Last updated: Fri 24 Aug 2018, 2:00 AM

What are you reading now?
My schedule is incredibly busy, so I'm notoriously bad at starting books, and take months to finish them - if I ever finish them! That said, I always seem to have three on my bedside table and dip in and out of them as I feel like. Currently, I'm reading Inside Vogue by Alexandra Shulman, the diary of Vogue's 100th year (what better read for a PR girl, right?). There's also When Breath Becomes Air by Paul Kalanithi, the true story of a 36-year-old neurosurgeon who was diagnosed with terminal lung cancer. It details his journey from medical student to talented doctor to patient - and offers a heartbreaking, but powerful, view on life. It's not a long book either, which is good for the time-poor like myself. Finally, there's Nut Shell by Ian McEwan. I've read every book by McEwan after being blown away by Atonement. This one is a dark comedy, so it's a little different from his other works. It's also another short read. Can you see the trend here? I tend to avoid books over 250 pages now due to time!
A life-changing book?
The Five Love Languages: The Secret to Love That Lasts by Gary Chapman. When you realise that we all give and experience love in different ways - and that just because something feels like love for you doesn't mean it feels that way for your loved ones, it becomes a very powerful tool. I worked out the love languages of my husband and other key people in my life and it significantly changed my relationships. For example, I now know that my husband feels love by quality time from me and acts of service, which makes him much happier than if I were to give him a gift, which is my own primary way of feeling and experiencing love.
Most underrated book?
Maggie O'Farrell's After You'd Gone left me sobbing on a commuter train in London. It's the story of a girl in a coma, with the novel focusing on the different people in her life as she lies there. The novel received mixed reviews, but it started my near 20-year love for O'Farrell; her storytelling is always superb. This is a truly haunting book and, if a book can make me sob in public, then the author must be doing something right.
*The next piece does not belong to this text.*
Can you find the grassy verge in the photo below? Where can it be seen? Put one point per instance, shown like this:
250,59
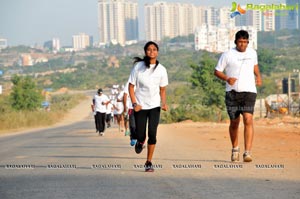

Favourite literary character?
I'm a big fan of classic literature, as I studied it in great detail up until university. I've always had a great fondness for Estella Havisham from Great Expectations. On the surface of it, you don't want to like her, as she is the source of such pain for the lead character Pip, and the destruction she causes is significant overall - but she's so damaged by her upbringing that she doesn't know otherwise. She's a strong female character in a time when there weren't many; she's beautiful and knows her mind, but is also shallow and cruel. I am fascinated by her complexity and find the love story between her and Pip to be one of my favourites in literature.
A book quote that really stood out.
"It is a truth universally acknowledged that when one part of your life starts going okay, another falls spectacularly to pieces." - Bridget Jones' Diary. Without being overly 'glass half empty', this really does seem to be the case!